Für den 14.März 2008 mobilisierten ein Dutzend Gruppen aus der deutbschen Friedensbewegung zu einer Protestkundgebung vor dem Bundeskanzleramt in Berlin. Der Grund dafür war der Besuch Angela Merkels in dieser Woche in der israelischen Hauptstadt Jerusalem. Sie ist damit die erste Regierungschefin, die vor dem 60.Jahrestag der Staatsgründung Israels, den jüdischen Staat besucht.

Die so genannten “Friedensgruppen“ würdigten dieses historische Ereignis aber nicht, sondern brachten offen ihre Abneigung gegen Israel zum Ausdruck.

Die Geschichte des globalen Antisemitismus wurde ebenso ignoriert, wie die Vernichtung der europäischen Jüdinnen und Juden und die Ereignisse im Osmanischen Reich und später im britischen Mandatsgebiet Palästina Ende des 19. und Anfang des 20 Jahrhunderts.

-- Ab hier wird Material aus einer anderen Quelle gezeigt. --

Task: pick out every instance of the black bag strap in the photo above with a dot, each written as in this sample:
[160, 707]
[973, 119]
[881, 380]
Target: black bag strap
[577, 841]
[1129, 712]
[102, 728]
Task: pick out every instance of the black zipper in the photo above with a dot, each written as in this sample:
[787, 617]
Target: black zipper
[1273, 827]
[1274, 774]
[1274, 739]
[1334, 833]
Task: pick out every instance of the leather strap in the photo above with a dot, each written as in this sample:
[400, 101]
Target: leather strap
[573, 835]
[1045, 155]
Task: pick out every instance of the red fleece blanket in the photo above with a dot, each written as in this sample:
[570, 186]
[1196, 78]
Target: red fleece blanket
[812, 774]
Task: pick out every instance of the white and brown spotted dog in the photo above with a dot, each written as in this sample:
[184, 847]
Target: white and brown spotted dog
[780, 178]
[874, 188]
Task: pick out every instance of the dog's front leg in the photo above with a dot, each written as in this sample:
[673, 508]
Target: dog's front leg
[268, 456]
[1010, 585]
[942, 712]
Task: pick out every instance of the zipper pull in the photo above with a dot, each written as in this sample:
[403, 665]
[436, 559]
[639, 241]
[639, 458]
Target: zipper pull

63 Jahre nach der Befreiung des Konzentrationslagers Auschwitz und der Befreiung der Welt vom nationalsozialistischen Deutschland, ist die Reise der deutschen Kanzlerin und mehrer Ministerinnen und Minister von großem Wert. Bei aller berechtigten Kritik an der derzeitigen Bundesregierung, ist der Besuch des halben Bundeskabinetts in Israel wichtig im Kampf gegen den deutschen Antisemitismus. Das die Tageszeitung Junge Welt in ihrer Ausgabe vom 12.März 2008 schreibt, dass der Besuch der deutschen Regierungschefin in Israel “auf Dauer den Antisemitismus hierzulande stärkt“ ist nicht nur sehr ignorant, sondern zeigt auch offen wie resistent ein Großteil der deutschen Gesellschaft gegen die Bekämpfung des Antisemitismus ist.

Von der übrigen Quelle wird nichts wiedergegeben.